Carlos Martínez Rentería
Tradução: Ellen Maria

24.5.15

Signo

"Cuando ya no hay qué
decir, decirlo. Dar
una carencia, un hueco en la conversación,
un vacío de verdad: la flor,
no la idea, es la diosa de ahí."

***

Quando já não há que
dizer, dizê-lo.
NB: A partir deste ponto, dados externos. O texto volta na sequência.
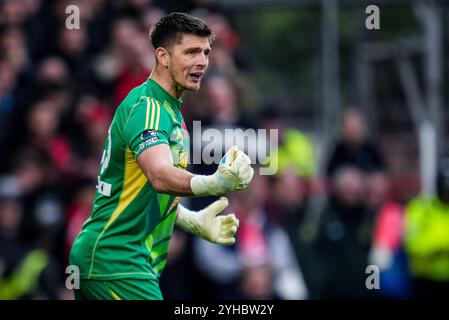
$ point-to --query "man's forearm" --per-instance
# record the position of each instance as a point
(173, 181)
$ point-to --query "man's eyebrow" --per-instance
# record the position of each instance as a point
(197, 49)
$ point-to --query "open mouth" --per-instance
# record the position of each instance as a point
(195, 76)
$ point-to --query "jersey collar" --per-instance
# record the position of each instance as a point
(162, 94)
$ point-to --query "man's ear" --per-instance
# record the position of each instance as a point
(163, 56)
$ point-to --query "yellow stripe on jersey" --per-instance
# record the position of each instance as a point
(133, 182)
(148, 114)
(153, 109)
(115, 295)
(158, 114)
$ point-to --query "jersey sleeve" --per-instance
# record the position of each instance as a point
(148, 125)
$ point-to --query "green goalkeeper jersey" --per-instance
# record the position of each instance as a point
(128, 233)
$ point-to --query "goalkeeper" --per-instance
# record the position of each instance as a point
(122, 248)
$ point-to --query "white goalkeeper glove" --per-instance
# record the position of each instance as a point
(234, 173)
(207, 225)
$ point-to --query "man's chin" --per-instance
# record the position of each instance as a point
(193, 87)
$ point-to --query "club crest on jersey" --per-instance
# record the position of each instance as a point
(148, 134)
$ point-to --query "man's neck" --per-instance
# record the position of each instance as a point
(166, 82)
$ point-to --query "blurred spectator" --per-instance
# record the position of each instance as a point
(355, 149)
(179, 281)
(427, 239)
(387, 245)
(262, 246)
(344, 239)
(26, 272)
(78, 211)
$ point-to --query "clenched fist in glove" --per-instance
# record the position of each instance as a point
(234, 173)
(207, 224)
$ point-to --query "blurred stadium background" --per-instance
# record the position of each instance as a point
(362, 119)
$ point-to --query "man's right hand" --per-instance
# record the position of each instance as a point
(234, 173)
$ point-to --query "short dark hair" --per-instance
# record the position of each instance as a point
(170, 29)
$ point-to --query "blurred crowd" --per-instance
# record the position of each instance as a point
(59, 89)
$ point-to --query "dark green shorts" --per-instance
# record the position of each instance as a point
(123, 289)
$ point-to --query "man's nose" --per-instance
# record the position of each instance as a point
(203, 61)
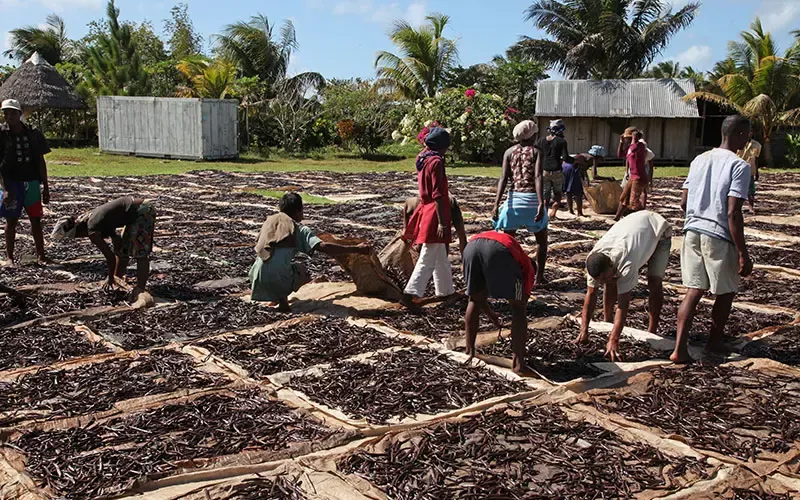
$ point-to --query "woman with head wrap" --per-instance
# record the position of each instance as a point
(430, 223)
(524, 206)
(554, 152)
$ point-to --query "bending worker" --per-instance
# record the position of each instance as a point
(496, 266)
(642, 238)
(274, 275)
(136, 216)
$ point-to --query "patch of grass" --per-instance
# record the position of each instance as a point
(308, 199)
(87, 162)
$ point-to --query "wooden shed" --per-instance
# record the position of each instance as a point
(598, 111)
(194, 129)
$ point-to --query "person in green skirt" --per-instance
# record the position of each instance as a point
(275, 275)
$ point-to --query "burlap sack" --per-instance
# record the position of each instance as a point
(366, 271)
(604, 197)
(399, 254)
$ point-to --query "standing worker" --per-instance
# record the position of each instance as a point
(714, 254)
(429, 225)
(496, 266)
(411, 204)
(137, 217)
(524, 206)
(750, 154)
(24, 170)
(554, 151)
(643, 238)
(632, 194)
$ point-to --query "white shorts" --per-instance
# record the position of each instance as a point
(709, 263)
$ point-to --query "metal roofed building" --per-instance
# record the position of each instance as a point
(598, 111)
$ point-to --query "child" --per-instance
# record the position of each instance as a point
(274, 275)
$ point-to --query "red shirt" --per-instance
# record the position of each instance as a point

Dar
uma carência, um vácuo na conserva,
um vazio de verdade: a flor,
não a ideia, é a deusa dali.

Eduardo Milán
Tradução: Ellen Maria

16.4.15

Resumen / Resumo

"Mis años sin ti se resumen:
comer macaronis and cheese
carne congelada
dunkin' donuts cuando cruzo a San Ysidro
lavar ropa sólo los domingos
ir a la librería
espiar a la vecina.
Mis días sin ti:
sucesión de imágenes nuestras por madrugada
la boda que nunca llegó
tu padre bebiendo vino
mi cuerpo sobre el tuyo
tus cabellos en mi rostro.
Mis horas:
lecturas interminables
chicas que aparecen y se van
jamás volver a pisar una sala de cine
ver el deterioro de mi cuerpo.
Y así
hasta encontrarte."

***

Meus anos sem você se resumem a:
comer miojo com queijo
carne congelada
dunkin' donuts quando cruzo San Ysidro
lavar roupa só aos domingos
ir à livraria
espiar à vizinha.
Meus dias sem você:
sucessão de imagens nossas pela madrugada
o casamento que não chegou nunca
seu pai bebendo vinho
meu corpo sobre o seu
seus cabelos na minha cara.
Minhas horas:
leituras intermináveis
garotas que vêm e vão
jamais pisar numa sala de cinema
ver a deterioração de meu corpo.
E assim
até te encontrar.


Jesús García Mora
Tradução: Ellen Maria

10.4.15

NFL

"Jamás aprendí a defender _ siempre en offside
siempre queriendo adelantar líneas
con esperanza de saciar esta ansiedad que aprieta mis tachones.
Así como en el amor luché por cada balón suelto
por cada despedida
arriesgando el cuerpo
mi sexo que se raspa sobre nieve.
Volé más de tres veces y nunca te alcancé
siempre me gustó ser el último
el que te espera a pesar de que el juego ha terminado."

**

Nunca aprendi a defender _ sempre em offside
sempre querendo adiantar linhas
com a esperança de saciar essa ansiedade que comprime minhas rasuras.
Assim como no amor lutei por cada bola livre
por cada despedida
arriscando o corpo
meu sexo que se raspa sobre a neve.
Voei mais de três vezes e nunca te alcancei
sempre gostei de ser o último
o que te espera apesar do fim do jogo.